Dalam pemaparan narasumber Antonius D. Bethan, SE (Ketua KPU Flores Timur) dan Harun A. Rasyid, M.Pd (Anggota KPU Sikka), ditekankan bahwa Pemilu Hijau adalah konsep tata kelola pemilu yang meminimalisir dampak kerusakan lingkungan. Hal ini mencakup Pengurangan penggunaan kertas (paperless), Manajemen limbah logistik pemilu (seperti alat peraga kampanye), Penggunaan material ramah lingkungan dalam setiap tahapan pemilu.
Direktur Pasca Sarjana Undana Kupang, Dr.

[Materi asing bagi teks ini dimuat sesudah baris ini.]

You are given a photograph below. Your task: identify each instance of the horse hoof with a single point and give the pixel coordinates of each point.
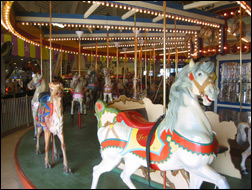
(67, 170)
(48, 165)
(245, 172)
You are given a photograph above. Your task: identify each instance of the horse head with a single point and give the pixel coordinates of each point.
(35, 82)
(202, 79)
(56, 89)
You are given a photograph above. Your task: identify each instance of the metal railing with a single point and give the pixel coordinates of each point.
(15, 112)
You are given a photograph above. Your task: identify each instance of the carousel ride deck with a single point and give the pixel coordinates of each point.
(83, 154)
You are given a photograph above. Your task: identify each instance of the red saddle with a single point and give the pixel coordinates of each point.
(134, 119)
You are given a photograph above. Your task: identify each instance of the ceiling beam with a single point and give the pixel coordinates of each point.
(91, 10)
(199, 4)
(158, 18)
(128, 14)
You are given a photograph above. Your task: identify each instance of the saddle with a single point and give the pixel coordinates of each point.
(43, 108)
(137, 121)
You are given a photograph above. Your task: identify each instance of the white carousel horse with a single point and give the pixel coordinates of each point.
(38, 83)
(183, 140)
(108, 87)
(78, 84)
(241, 139)
(50, 119)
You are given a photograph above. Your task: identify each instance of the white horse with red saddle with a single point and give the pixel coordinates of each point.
(184, 139)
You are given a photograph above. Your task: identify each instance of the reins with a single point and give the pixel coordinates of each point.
(153, 129)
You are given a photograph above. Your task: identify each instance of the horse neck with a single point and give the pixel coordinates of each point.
(57, 106)
(41, 88)
(79, 87)
(192, 119)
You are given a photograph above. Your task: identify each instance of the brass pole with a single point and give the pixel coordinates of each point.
(164, 77)
(79, 55)
(61, 57)
(107, 48)
(50, 57)
(117, 63)
(145, 62)
(41, 51)
(135, 63)
(176, 49)
(240, 62)
(154, 70)
(96, 52)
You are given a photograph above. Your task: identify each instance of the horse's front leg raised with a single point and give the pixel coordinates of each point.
(47, 135)
(63, 148)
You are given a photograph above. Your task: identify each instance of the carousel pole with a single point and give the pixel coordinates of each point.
(145, 63)
(164, 77)
(96, 52)
(135, 62)
(176, 49)
(240, 62)
(50, 55)
(41, 51)
(61, 57)
(154, 70)
(107, 47)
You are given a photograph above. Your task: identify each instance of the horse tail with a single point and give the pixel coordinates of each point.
(153, 129)
(241, 134)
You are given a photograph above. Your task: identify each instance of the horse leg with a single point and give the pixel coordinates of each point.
(245, 154)
(106, 165)
(206, 173)
(63, 148)
(129, 168)
(72, 106)
(56, 154)
(47, 135)
(34, 112)
(39, 131)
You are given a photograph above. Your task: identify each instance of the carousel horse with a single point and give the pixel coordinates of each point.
(241, 138)
(78, 84)
(183, 140)
(38, 83)
(108, 87)
(92, 85)
(50, 119)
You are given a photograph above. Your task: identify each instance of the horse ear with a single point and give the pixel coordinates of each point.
(191, 64)
(100, 105)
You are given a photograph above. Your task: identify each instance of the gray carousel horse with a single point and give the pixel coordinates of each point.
(78, 84)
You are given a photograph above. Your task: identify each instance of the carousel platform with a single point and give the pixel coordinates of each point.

Hamzah H. Wulakada, M.Si, sebagai pemateri terakhir, menggarisbawahi bahwa transisi menuju Pemilu Hijau memiliki tantangan nyata, mulai dari kesiapan regulasi, adaptasi teknologi, hingga mengubah pola pikir (mindset) pemilih dan penyelenggara agar lebih peduli ekologi di tengah kompleksitas tahapan pemilu.
Diskusi berlangsung hangat dan interaktif. Hadir secara langsung mengikuti kegiatan ini, Ketua dan Anggota KPU Kota Kupang, didampingi Sekretaris beserta jajaran Staf Sekretariat KPU Kota Kupang.